Peter also raised the point that the top one hundred businesses in the UK imbue their line managers with these skills, relating to our second goal of explaining why mental health initiatives are good for business. Yet an important point was raised by the moderator Richard Steele in asking whether we ask too much of line managers, who already have several professional considerations independent of identifying stressors in their workforce. The panel were sensitive to the multiple pressures placed on managers and of course recognised that being a manager far from immunises a person from stress and mental ill health risks. At the same time however, any of us, manager or not, can do the simple but extremely powerful thing of asking how someone is… and then asking again! The first time we are likely to get a reflex ‘I’m fine’ reaction but if we can show genuine interest in our dealings with one another this is a great step forward.

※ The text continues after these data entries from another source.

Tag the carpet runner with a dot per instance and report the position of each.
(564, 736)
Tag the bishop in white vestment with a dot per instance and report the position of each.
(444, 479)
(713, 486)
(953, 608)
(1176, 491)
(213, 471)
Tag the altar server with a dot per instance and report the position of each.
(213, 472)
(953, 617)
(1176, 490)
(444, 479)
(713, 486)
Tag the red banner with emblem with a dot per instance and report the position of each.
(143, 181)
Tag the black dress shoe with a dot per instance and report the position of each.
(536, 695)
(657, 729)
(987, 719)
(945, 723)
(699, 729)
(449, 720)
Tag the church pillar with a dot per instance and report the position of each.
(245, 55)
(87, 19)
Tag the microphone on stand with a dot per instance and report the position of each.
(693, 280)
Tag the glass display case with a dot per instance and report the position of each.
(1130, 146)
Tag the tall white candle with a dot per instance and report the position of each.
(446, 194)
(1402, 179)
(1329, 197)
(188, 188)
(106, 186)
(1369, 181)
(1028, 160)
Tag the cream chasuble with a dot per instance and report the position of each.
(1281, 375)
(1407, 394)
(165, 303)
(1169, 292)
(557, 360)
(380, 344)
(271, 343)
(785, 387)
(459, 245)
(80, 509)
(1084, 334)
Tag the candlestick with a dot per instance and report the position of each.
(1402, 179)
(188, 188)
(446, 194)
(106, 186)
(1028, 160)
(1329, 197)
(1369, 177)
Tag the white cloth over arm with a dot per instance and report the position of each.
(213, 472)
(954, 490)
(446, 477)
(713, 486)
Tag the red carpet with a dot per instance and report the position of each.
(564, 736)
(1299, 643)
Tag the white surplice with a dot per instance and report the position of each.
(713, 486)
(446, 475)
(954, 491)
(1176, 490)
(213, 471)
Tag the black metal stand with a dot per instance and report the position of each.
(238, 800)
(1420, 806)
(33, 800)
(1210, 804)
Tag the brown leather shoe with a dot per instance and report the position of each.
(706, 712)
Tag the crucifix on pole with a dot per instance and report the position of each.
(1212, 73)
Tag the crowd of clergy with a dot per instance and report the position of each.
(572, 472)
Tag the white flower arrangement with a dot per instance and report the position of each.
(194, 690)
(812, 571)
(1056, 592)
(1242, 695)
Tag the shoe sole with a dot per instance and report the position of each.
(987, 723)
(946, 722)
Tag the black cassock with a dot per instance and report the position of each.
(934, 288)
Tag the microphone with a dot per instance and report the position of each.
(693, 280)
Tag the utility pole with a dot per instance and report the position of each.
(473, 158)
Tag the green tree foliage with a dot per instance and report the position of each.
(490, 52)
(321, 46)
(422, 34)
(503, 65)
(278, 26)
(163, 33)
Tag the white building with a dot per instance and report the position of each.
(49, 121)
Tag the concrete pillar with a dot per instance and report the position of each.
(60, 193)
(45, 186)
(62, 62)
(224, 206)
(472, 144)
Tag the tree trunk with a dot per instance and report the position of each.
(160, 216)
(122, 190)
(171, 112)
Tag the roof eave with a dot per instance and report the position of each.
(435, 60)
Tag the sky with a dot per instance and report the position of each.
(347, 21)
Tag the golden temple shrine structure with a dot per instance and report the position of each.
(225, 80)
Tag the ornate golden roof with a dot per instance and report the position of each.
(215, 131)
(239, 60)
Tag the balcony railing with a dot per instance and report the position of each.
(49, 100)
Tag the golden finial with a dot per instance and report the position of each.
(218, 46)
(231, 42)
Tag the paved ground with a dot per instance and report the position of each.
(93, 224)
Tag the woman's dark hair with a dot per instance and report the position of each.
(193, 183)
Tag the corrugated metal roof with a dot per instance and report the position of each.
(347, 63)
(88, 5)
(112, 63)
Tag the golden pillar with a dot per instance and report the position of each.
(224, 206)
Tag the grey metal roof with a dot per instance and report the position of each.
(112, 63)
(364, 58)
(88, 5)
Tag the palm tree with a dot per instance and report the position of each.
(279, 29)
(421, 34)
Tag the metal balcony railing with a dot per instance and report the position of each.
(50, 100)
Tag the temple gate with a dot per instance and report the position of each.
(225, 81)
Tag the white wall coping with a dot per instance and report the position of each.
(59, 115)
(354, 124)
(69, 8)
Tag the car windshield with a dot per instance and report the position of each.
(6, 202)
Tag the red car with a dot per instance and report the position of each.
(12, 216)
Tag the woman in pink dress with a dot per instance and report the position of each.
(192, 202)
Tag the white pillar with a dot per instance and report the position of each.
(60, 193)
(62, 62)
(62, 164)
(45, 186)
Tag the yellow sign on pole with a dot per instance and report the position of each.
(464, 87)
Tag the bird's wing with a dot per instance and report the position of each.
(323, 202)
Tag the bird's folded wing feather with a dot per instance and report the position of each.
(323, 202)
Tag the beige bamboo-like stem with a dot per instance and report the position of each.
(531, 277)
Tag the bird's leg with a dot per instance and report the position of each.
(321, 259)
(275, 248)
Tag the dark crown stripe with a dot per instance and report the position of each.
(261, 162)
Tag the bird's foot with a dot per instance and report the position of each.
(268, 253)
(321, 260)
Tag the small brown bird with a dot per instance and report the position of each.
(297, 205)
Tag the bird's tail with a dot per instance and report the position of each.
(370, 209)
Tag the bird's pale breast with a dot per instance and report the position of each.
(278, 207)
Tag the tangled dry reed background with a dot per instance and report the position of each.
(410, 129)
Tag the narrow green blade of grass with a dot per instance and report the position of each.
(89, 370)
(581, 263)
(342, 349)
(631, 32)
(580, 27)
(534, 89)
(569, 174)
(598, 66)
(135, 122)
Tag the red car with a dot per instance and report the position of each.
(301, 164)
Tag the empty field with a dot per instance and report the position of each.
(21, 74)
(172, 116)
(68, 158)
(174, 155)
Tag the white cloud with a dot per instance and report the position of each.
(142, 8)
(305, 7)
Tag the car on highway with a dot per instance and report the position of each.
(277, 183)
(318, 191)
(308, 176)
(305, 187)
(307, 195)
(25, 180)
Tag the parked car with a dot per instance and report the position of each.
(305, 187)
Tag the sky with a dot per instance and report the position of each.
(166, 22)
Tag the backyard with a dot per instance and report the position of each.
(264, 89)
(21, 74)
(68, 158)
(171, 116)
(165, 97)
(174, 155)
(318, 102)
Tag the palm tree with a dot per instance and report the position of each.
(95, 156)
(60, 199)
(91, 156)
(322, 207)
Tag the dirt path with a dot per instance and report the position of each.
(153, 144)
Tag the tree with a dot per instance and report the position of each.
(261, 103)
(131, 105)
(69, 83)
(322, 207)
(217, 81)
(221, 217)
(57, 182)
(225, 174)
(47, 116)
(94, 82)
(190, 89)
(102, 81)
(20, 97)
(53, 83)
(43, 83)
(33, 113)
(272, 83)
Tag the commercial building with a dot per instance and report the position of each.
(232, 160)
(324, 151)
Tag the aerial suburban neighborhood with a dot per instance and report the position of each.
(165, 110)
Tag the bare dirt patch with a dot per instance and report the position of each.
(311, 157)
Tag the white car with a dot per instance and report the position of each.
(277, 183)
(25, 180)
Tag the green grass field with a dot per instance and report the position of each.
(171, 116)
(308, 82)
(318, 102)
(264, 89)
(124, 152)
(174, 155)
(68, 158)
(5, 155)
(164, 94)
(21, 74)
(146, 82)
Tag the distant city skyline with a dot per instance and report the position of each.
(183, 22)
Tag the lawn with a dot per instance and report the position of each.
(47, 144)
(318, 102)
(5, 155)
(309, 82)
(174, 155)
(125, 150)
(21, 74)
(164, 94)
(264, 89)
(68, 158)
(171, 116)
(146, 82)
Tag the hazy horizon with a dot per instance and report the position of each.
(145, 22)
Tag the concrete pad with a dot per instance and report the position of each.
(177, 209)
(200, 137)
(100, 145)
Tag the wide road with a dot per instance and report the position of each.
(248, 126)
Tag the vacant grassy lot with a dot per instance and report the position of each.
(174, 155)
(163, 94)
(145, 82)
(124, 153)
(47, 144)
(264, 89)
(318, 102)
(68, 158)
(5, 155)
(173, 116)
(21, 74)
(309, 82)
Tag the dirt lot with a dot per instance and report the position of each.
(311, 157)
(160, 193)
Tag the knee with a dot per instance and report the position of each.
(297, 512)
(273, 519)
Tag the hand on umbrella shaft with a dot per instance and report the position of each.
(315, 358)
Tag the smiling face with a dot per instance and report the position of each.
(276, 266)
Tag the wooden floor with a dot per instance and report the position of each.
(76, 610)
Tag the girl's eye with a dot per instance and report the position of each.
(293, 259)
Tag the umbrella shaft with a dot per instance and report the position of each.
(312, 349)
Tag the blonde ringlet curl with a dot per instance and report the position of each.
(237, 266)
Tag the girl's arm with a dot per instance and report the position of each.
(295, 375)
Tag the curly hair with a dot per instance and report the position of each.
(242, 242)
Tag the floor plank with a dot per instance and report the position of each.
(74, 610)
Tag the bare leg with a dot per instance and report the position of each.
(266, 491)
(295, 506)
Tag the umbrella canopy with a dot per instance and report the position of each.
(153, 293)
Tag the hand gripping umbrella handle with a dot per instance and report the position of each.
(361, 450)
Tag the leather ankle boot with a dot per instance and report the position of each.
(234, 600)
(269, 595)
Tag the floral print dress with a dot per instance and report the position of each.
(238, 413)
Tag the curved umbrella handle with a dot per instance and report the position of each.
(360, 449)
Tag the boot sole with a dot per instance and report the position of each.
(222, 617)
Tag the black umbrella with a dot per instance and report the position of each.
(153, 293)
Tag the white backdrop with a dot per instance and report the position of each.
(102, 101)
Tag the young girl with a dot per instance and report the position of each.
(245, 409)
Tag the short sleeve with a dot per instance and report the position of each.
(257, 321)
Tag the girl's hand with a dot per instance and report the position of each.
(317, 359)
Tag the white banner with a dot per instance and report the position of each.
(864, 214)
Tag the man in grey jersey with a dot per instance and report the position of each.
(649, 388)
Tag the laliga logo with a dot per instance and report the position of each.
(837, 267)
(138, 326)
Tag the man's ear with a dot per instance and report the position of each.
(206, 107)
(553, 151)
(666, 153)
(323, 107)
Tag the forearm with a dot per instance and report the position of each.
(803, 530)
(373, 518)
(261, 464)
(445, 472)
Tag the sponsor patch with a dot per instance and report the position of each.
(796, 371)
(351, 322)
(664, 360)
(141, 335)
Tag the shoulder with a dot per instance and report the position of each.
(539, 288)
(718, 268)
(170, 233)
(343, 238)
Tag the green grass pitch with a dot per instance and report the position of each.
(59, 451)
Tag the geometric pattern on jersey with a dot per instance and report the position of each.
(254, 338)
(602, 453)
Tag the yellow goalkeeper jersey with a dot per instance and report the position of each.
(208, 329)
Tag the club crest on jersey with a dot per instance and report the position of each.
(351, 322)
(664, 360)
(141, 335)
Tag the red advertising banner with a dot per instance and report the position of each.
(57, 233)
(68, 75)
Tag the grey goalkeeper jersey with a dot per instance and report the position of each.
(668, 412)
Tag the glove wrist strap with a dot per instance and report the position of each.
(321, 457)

In short, the key is ‘be authentic’.
However, if we look to our article on Wednesday, itself derived from a second survey on employers’ actions to tackle mental health, operators are already implementing several schemes to help. Everyone said that mental health was an intrinsic component of their supervisor and management training, including courses on mental health and stress management and providing clear guidelines and resources to develop one-to-one relationships with the workforce. Based on evidence from both surveys, there is clearly a top-down effort to foster a supportive environment in the workplace, however that drive can easily lose momentum before it reaches the people it is designed to help without a consistent, systematic, and well-integrated plan
This brings us to the final point, where does mental health fit in the grander theme of health and safety? The most important element to note is that mental health is not constant but exists in a state of flux. We can thrive one day and struggle the next, and this fluctuation is entirely normal. Stress, physical health, and external factors such as personal relationships and money can all influence these changes and potentially impair cognitive abilities such as attention and memory. In short, if you’re worried about rent, you’re more likely to become distracted or make an unsafe decision which could lead to an accident at work. When put into those terms, it may sound obvious, yet as identified in Head of the HSE Centre of Organisational Health and Wellbeing, Panos Stavrakakis’ article on Tuesday, it has an alarming toll. Stress, depression, and anxiety accounted for 17.9 million days lost due to work-related ill health in 2019/20, or 55% of all working days lost to illness. With the issue as prevalent as it is, it becomes evident that helping to alleviate mental ill-health in the workplace is central to the Whole Person approach to health and safety.